Devant le beffroi en brique rouge, la statue des Bourgeois de Calais, signée Auguste Rodin, rappelle que la ville fut assiégée par le roi anglais Édouard III, qui accepta de laisser la vie sauve aux habitants affamés à condition que six bourgeois lui soient livrés pour être exécutés. Finalement, la reine insista pour qu’ils aient la vie sauve mais la ville devint anglaise pendant plus de deux cents ans, jusqu’en 1558.

L’église Notre-Dame de Calais fut agrandie pendant cette période et son plan perpendiculaire typiquement britannique est un exemple unique en France. Clin d’œil de l’histoire, c’est ici que le capitaine Charles de Gaulle épousa Yvonne Vendroux. Depuis 2016, le site est entouré des jardins Tudor, inspirés de ceux du château de Hampton Court d’Henri VIII avec leurs arceaux à rosiers grimpants, leurs parterres fleuris et leurs statuettes animalières. Mais l’héritage anglais qui fit la gloire de Calais lui fut transmis au XIXe siècle. À cette époque, l’invention des machines à tisser qui imitaient le geste des dentellières révolutionne le marché. Le climat social et les contraintes fiscales de l’Angleterre poussent les entrepreneurs à délocaliser leur activité à Calais et à Caudry, où elle va connaître un véritable essor et une renommée internationale encore d’actualité grâce à une douzaine d’usines.

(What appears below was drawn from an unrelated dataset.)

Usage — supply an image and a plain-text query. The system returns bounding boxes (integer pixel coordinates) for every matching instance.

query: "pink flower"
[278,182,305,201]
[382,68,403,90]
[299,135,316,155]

Dans les locaux d’un ancien atelier, la Cité de la dentelle et de la mode présente les différentes techniques et des créations (robes, voiles…) du XVIIe siècle à nos jours, dans une scénographie douce et actuelle. Au quatrième et dernier étage, les machines, dont le célèbre Leavers, fonctionnent encore. À partir du 24 juin, une exposition intitulée Transparences sera consacrée au travail d’Yves Saint Laurent à travers une soixantaine de modèles, mais aussi des accessoires, des vidéos de défilés et des photographies.

Architecture : l’apogée de la Belle Époque

©Anne-sophie FLAMENT

L’atout santé des bains de mer naquit de l’autre côté de la Manche avant de susciter un engouement chez nous, lié à l’apparition des stations balnéaires et au développement du chemin de fer. La première ligne de paquebots Folkestone-Boulogne, inaugurée en 1842, facilite le passage des vacanciers qui viennent passer du bon temps au Touquet-Paris-Plage, à Hardelot-Plage, à Wissant ou encore à Wimereux, qui est desservie grâce à un tramway et à la ligne Paris-Calais.

Le succès fut tel que 50 hôtels et 800 villas y furent construits. Maisons doubles, bow-windows, balcons à balustrade, façades colorées, fantaisies égyptiennes, style anglo-normand… Beaucoup de ces demeures furent détruites au cours de la Seconde Guerre mondiale, mais il en reste encore près de 200 et pratiquement autant d’histoires.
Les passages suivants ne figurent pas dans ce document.